採石権の存続期間の更新決定
東京高裁R3.2.18
<事案>
採石法28条:採石権の存続期間の更新を希望する者は、土地の所有者との協議がととのわないときは、経済産業局長の決定を申請することができる旨を規定。
本件:
採石業者である原告が、土地の所有者との間で存続期間を更新する旨の合意ができなかった⇒中国経済産業局長に対し、同条に基づき、対象と地に設置された採石権の存続期間を更新するとの決定を求める申請⇒同申請を棄却する処分⇒同法39条1項に基づき、公害等調整委員会に対し、当該処分の取消しを求める裁定を申請⇒裁定委員会がこれを棄却⇒その取消しを求める訴えを提起。
<解説>
裁定に対する訴えは東京高裁の専属管轄とされ(土地利用調整法57条)、公害等調整委員会は事件記録を裁判所に送付(同法51条)。
裁定委員会の認定した事実は、これを立証する実質的な証拠があるときは、裁判所を拘束し、実質的な証拠の有無は、裁判所が判断(いわゆる「実質的証拠法則」同法52条1項、2項)、当該事件に関係のある新しい証拠(裁定委員会の事実認定に関する証拠)の申出も制限される(同法53条)。
~
不服裁定には、裁判の第一審的機能が与えられ、裁定取消訴訟の審理は通常の抗告訴訟の審理とは異なっている(土地利用調整法の諸規定は行訴法1条にいう「他の法律に特別の定めがある場合」に当たる)。
<判断>
採石法28条は、土地の所有者の財産権を尊重する一方、岩石の採取の事業が社会資本の整備に不可欠の資源であることから、岩石資源の開発が社会的、経済的に必要な状況にあるにもかかわらず、対象となる土地の所有者の意向等により採石権の存続期間の更新がされないことにより社会資本の整備に支障を来すことのないように、公共の利益を確保することを目的として、土地所有者との間で採石権の存続期間を更新する合意がととのわない場合においても採石権を存続させる道を開いたもの。
⇒経済産業局長が更新決定をすることができるのは、土地所有権の制限を正当化し得るに足りる公共の利益がある場合に限られる。

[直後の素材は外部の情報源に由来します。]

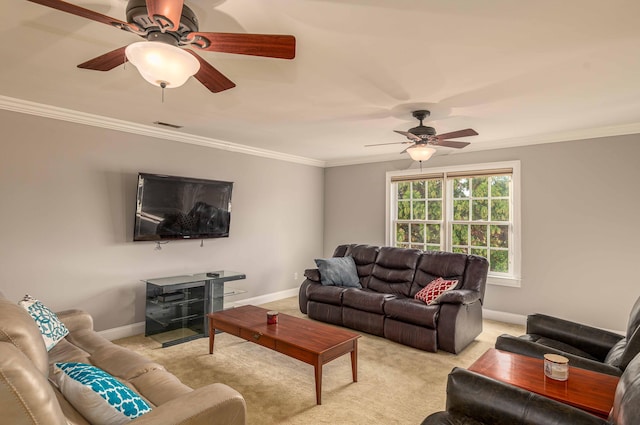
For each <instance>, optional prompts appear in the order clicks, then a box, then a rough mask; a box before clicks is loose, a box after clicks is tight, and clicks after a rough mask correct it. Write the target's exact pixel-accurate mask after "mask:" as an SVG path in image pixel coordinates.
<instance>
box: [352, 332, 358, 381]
mask: <svg viewBox="0 0 640 425" xmlns="http://www.w3.org/2000/svg"><path fill="white" fill-rule="evenodd" d="M351 374H352V375H353V382H358V340H357V339H356V340H354V341H353V351H352V352H351Z"/></svg>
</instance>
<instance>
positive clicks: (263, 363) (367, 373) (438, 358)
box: [114, 297, 524, 425]
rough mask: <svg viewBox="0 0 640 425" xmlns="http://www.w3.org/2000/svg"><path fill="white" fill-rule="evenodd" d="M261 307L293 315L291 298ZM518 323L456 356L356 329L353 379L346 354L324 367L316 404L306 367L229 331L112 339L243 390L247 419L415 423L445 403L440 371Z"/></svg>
mask: <svg viewBox="0 0 640 425" xmlns="http://www.w3.org/2000/svg"><path fill="white" fill-rule="evenodd" d="M263 307H265V308H268V309H270V310H277V311H280V312H282V313H287V314H290V315H294V316H298V317H306V316H305V315H303V314H302V313H300V311H299V310H298V300H297V298H296V297H293V298H288V299H285V300H281V301H277V302H273V303H269V304H265V305H263ZM523 331H524V329H523V327H522V326H518V325H511V324H506V323H500V322H494V321H489V320H486V321H485V323H484V332H483V333H482V334H481V335H480V336H479V337H478V338H477V339H476V341H475V342H473V343H472V344H471V345H470V346H469V347H467V348H466V349H465V350H464V351H463V352H462V353H461V354H459V355H453V354H450V353H446V352H438V353H427V352H423V351H420V350H416V349H414V348H410V347H406V346H403V345H400V344H397V343H394V342H391V341H387V340H385V339H384V338H379V337H375V336H371V335H368V334H362V337H361V338H360V339H359V342H358V351H359V353H358V382H355V383H354V382H352V381H351V362H350V357H349V356H348V355H345V356H342V357H340V358H338V359H336V360H334V361H332V362H330V363H328V364H326V365H325V366H324V369H323V383H322V405H320V406H318V405H316V403H315V386H314V378H313V376H314V374H313V366H310V365H307V364H306V363H302V362H300V361H297V360H294V359H291V358H289V357H287V356H284V355H282V354H279V353H276V352H273V351H271V350H269V349H267V348H264V347H261V346H259V345H257V344H253V343H250V342H245V341H244V340H242V339H240V338H237V337H234V336H231V335H229V334H218V335H216V343H215V344H216V345H215V349H214V353H213V354H212V355H209V347H208V339H205V338H202V339H198V340H195V341H191V342H187V343H184V344H179V345H176V346H173V347H168V348H161V347H160V344H159V343H158V342H156V341H153V340H152V339H150V338H145V337H144V336H141V335H140V336H133V337H129V338H123V339H120V340H118V341H114V342H116V343H117V344H120V345H122V346H125V347H128V348H130V349H133V350H135V351H137V352H139V353H140V354H142V355H144V356H146V357H148V358H150V359H152V360H154V361H157V362H158V363H161V364H163V365H164V366H165V367H166V368H167V369H168V370H169V371H171V372H172V373H174V374H175V375H176V376H178V378H180V379H181V380H182V381H183V382H184V383H185V384H187V385H189V386H191V387H193V388H197V387H201V386H203V385H206V384H209V383H213V382H222V383H225V384H227V385H229V386H231V387H233V388H235V389H236V390H237V391H239V392H240V393H242V395H243V396H244V397H245V399H246V402H247V423H248V424H250V425H270V424H291V425H293V424H296V425H309V424H334V425H339V424H385V425H388V424H419V423H420V422H421V421H422V420H423V419H424V418H425V417H426V416H427V415H429V414H430V413H432V412H435V411H438V410H442V409H444V406H445V399H446V394H445V387H446V380H447V374H448V373H449V372H450V371H451V369H452V368H453V367H454V366H460V367H467V366H469V365H470V364H471V363H473V362H474V361H475V360H476V359H477V358H478V357H479V356H480V355H481V354H482V353H483V352H484V351H486V350H487V349H488V348H491V347H493V345H494V343H495V339H496V337H497V336H498V335H500V334H502V333H510V334H513V335H519V334H521V333H522V332H523Z"/></svg>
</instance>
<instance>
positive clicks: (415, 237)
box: [411, 223, 425, 243]
mask: <svg viewBox="0 0 640 425" xmlns="http://www.w3.org/2000/svg"><path fill="white" fill-rule="evenodd" d="M424 226H425V225H424V224H415V223H414V224H411V243H414V242H418V243H424Z"/></svg>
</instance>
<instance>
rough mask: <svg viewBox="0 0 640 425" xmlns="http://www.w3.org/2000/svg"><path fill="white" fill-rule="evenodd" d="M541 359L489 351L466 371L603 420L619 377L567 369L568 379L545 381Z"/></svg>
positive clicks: (478, 359) (610, 405)
mask: <svg viewBox="0 0 640 425" xmlns="http://www.w3.org/2000/svg"><path fill="white" fill-rule="evenodd" d="M543 364H544V360H542V359H536V358H533V357H527V356H523V355H520V354H514V353H510V352H507V351H501V350H496V349H494V348H491V349H489V350H488V351H487V352H486V353H484V354H483V355H482V356H481V357H480V358H479V359H478V360H476V361H475V362H474V363H473V364H472V365H471V366H470V367H469V370H471V371H474V372H477V373H479V374H481V375H485V376H488V377H490V378H493V379H496V380H498V381H502V382H506V383H507V384H511V385H514V386H516V387H520V388H523V389H525V390H528V391H531V392H534V393H536V394H540V395H543V396H545V397H548V398H552V399H554V400H557V401H559V402H562V403H565V404H569V405H571V406H574V407H577V408H579V409H582V410H586V411H587V412H590V413H592V414H594V415H596V416H600V417H602V418H607V417H608V416H609V411H610V410H611V407H612V406H613V397H614V395H615V392H616V386H617V385H618V380H619V378H618V377H617V376H612V375H606V374H604V373H598V372H592V371H590V370H586V369H579V368H577V367H571V366H569V379H567V380H566V381H556V380H553V379H550V378H547V377H546V376H545V375H544V369H543Z"/></svg>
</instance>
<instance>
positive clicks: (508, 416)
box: [422, 368, 607, 425]
mask: <svg viewBox="0 0 640 425" xmlns="http://www.w3.org/2000/svg"><path fill="white" fill-rule="evenodd" d="M468 418H472V419H473V420H475V421H472V420H468ZM456 423H459V424H468V423H486V424H494V425H508V424H530V425H535V424H540V425H548V424H572V425H605V424H607V422H606V421H605V420H604V419H600V418H598V417H596V416H593V415H591V414H589V413H587V412H584V411H582V410H579V409H576V408H574V407H571V406H569V405H567V404H563V403H559V402H557V401H555V400H551V399H550V398H547V397H543V396H540V395H538V394H534V393H532V392H530V391H526V390H523V389H521V388H518V387H515V386H513V385H509V384H505V383H503V382H500V381H497V380H495V379H492V378H488V377H486V376H483V375H480V374H478V373H475V372H471V371H469V370H466V369H461V368H454V369H453V370H452V371H451V373H450V374H449V378H448V380H447V413H446V414H443V413H435V414H433V415H430V416H429V417H427V418H426V419H425V420H424V421H423V422H422V424H423V425H434V424H456Z"/></svg>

ex.岩石資源の需給がひっ迫し、当該地域の岩石製品市場の需要を賄うに足りる供給量を確保し得ない状況にある、又は現時点において前記状況にないが、近い将来これを確保し得なくなる蓋然性が相当高度な状況にあるため、対象土地の所有権を制限してでも岩石資源を確保することが公共の利益の観点から必要である場合。
本件裁定は実質的証拠に基づくものであり、原告の採石権の存続期間を更新する決定がなされなければ、現在又は近い将来の砕石の供給を確保し得ない状況になるとは考え難い⇒裁定申請を棄却した本件裁定に法令に違反する点はなく、むしろ正当。